Squidward:[Reading a book] Oh if I ignore it, maybe it will go away.
Patrick:[Still giggling] Hehe.
Squidward: I thought not [Closes the book] Oh-kay Patrick. WHAT? WHAT?! WHAT!
Patrick:[Still giggling] Notice anything... [Smacks Squidward's noise with the Krusty Krab hat he is wearing] Different? Huh? Huh? A hint! [Takes out a drawing held upside-down of the Krusty Krab hat pointing to it and his hat]
Mr. Krabs: Patrick! I am not NOT paying you to stand around and play guess what the idiot's thinking with Squidward! Get back to work!
Squidward: Yeah Patrick! Get back to...WHAT?!? WORK?!? Oh no! NO! NO! NO! Krabs! [Walks past SpongeBob who moves backwards then forwards] Mr. Krabs!
Mr. Krabs: Why all the shivering of the timbers Mr. Squidward?
Squidward: Mr. Krabs! This will not stand!
Mr. Krabs: It'll stand. Oh, unless you want to talk with SpongeBob
[Squidward grunts angrily then bubble transition to a customer buying a Krabby Patty. Squidward hands Patrick the ticket and Patrick takes it to SpongeBob who then makes the Krabby Patties then hands it to Patrick. Patrick gives the order to Squidward who then gives it to the customer].
Patrick: Can I watch you work?
Patrick: Pretty please?
Squidward: No! NO! NO! NO! GRR! [Patrick contiunes to follow him] Go away Patrick! Go away Patrick! Patrick! Patrick! Patrick! [Washes hands and Patrick appears in the mirror] Patrick! [Patrick touches his hat] Patrick! [Pushes button on cash register and Patrick appears] Patrick! [Starts walking with Patrick closely following him behind] Patrick! [Using the restroom with Patrick beside him] Patrick! [Starts sweating and shivering with Mr. Krabs now beside him]
Mr. Krabs: Mr. Squidward...
Mr.
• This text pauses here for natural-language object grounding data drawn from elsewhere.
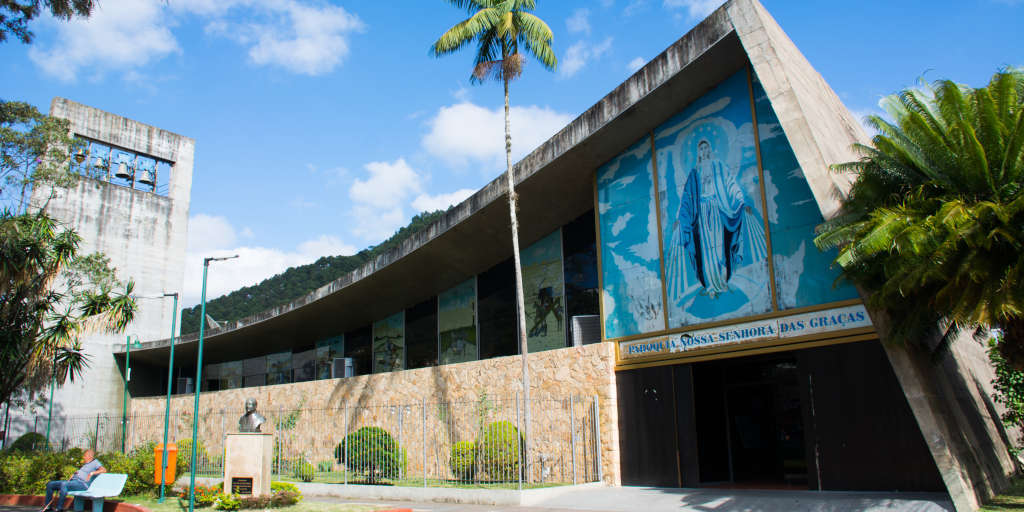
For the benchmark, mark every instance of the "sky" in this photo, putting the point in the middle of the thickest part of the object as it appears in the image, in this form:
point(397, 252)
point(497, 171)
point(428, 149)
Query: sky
point(323, 127)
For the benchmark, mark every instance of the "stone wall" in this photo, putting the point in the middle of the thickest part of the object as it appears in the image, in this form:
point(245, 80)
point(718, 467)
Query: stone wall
point(438, 404)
Krabs: Time for your break [Walks off]
Squidward: Ah...don't mind if I do. [Sits down] Ah...no better way to spend a break with a little cool jazz. [Takes out the box that holds his clarinet and tries to play it but it isn't there] Huh?
Patrick:[Comes out of the restroom] Hi Squidward!
Patrick: I just finished cleaning the restroom!
Squidward:[Sarcastically] Ooh...that's great...
Patrick: I mopped the floors! I shined the mirrors! I scrubbed the sinks.
Patrick: Oh yeah! [Takes out Squidwards clarinet that is soaking wet] But we are going to need a new toliet plunger. This one's broken.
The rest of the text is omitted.